С целью выяснения этого вопроса Л. С. Славина провела первую серию своих экспериментов. Она решила попытаться изъять из такой игры все те игрушки, которые могли наталкивать детей на определенные сюжеты и связанные с ними роли. Были отобраны дети, содержанием игры которых являлись описанные действия и которые тем не менее говорили об игровой роли и сюжете. После того как такая игра развертывалась, убирались все сюжетные игрушки (куклы, кухонная плита, посуда и т. д.) и оставлялись только те, с которыми они фактически производили действия. Это были кубики и колесики (в большом количестве) и/или 2 ведерка и 3 большие тарелки, или, для других детей, 6—8 маленьких тарелок.
Так как полученные при этом результаты чрезвычайно поучительны, приводим полностью протокол одного такого эксперимента.
«Лида (4; 1).
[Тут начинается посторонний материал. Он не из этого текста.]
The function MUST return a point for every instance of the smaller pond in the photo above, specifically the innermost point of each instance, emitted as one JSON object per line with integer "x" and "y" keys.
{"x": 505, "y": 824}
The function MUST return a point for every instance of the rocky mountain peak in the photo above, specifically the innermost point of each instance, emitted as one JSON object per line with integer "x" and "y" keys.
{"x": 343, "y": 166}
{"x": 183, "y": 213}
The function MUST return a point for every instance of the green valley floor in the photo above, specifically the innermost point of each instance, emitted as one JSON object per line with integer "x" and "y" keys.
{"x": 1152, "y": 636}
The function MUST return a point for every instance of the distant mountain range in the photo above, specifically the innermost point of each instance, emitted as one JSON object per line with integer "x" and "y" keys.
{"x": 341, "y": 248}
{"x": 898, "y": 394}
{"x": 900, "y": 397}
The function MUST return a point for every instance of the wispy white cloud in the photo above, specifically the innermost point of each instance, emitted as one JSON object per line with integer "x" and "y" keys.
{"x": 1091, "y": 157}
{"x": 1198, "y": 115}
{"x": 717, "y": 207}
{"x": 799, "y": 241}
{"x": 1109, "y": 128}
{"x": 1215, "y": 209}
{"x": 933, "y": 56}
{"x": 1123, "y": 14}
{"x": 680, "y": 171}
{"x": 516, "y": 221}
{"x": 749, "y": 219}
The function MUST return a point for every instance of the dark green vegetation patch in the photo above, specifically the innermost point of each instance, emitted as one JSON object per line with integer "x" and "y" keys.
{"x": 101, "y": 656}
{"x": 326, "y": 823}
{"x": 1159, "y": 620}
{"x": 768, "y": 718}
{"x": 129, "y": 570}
В начале эксперимента в распоряжение девочки предоставлены все игрушки. Лида сразу, не обращая внимания на остальные игрушки, начинает перекладывать кубики из ведерышка в большую тарелку.
Эксп. Ты кто?
Лида. Я — тетя Надя.
Эксп. Что ты делаешь?
Лида. Обед готовлю. (Играет так 20 минут.)
Эксп. Куклы сломались, диванчик тоже, надо их починить.
(Уносит все игрушки, кроме ведерышек, кубиков и больших тарелок, которыми фактически занят ребенок, в другую комнату. Лида продолжает играть по-прежнему.)
Эксп. Ты во что играешь?
Лида. В детский сад.
Эксп. Что ты делаешь?
Лида. Обед готовлю.
Эксп. Кому?
Лида. Куклам.
Эксп. А ведь кукол больше нет!
Лида. Они в той комнате.
Эксп. Нет, они сломались, их надо чинить, теперь не для кого обед готовить. Ты больше не готовь обед, его некому кушать. Ты теперь не можешь играть в детский сад. Смотри, кукол нет, мебели и посуды тоже нет. Играй просто в кубики. (Лида продолжает по-прежнему перекладывать кубики из тарелочки в ведерышко и обратно.)
Через несколько минут экспериментатор опять спрашивает: "Ты во что играешь?"
Лида. В детский сад.
Эксп. Что ты делаешь?
Лида. Обед готовлю.
Эксп. Кому?
Лида. Ребятам (указывает в окно). Они гуляют.
Эксп. Они долго будут гулять, ты лучше играй не в детский сад, а просто в кубики. Тебе ведь некого обедом кормить: ребята гуляют, куклы сломались и игрушек никаких нет. (Лида продолжает играть по-прежнему.)
Через несколько минут на вопрос экспериментатора "Во что ты играешь?" Лида опять отвечает: "В детский сад".
Эксп. Что ты делаешь?
Лида. Обед готовлю.
Эксп. Кому?
Лида. Сама буду есть» (1948, с. 20).
Аналогичные результаты были получены почти со всеми детьми. Все попытки экспериментатора вывести ребенка из роли и отказаться от сюжета не приводили к успеху. Дети упорно держались какой-нибудь роли и сюжета, соглашаясь иногда заменить роль воспитательницы на роль повара или приготовление котлет на раздавание шоколада.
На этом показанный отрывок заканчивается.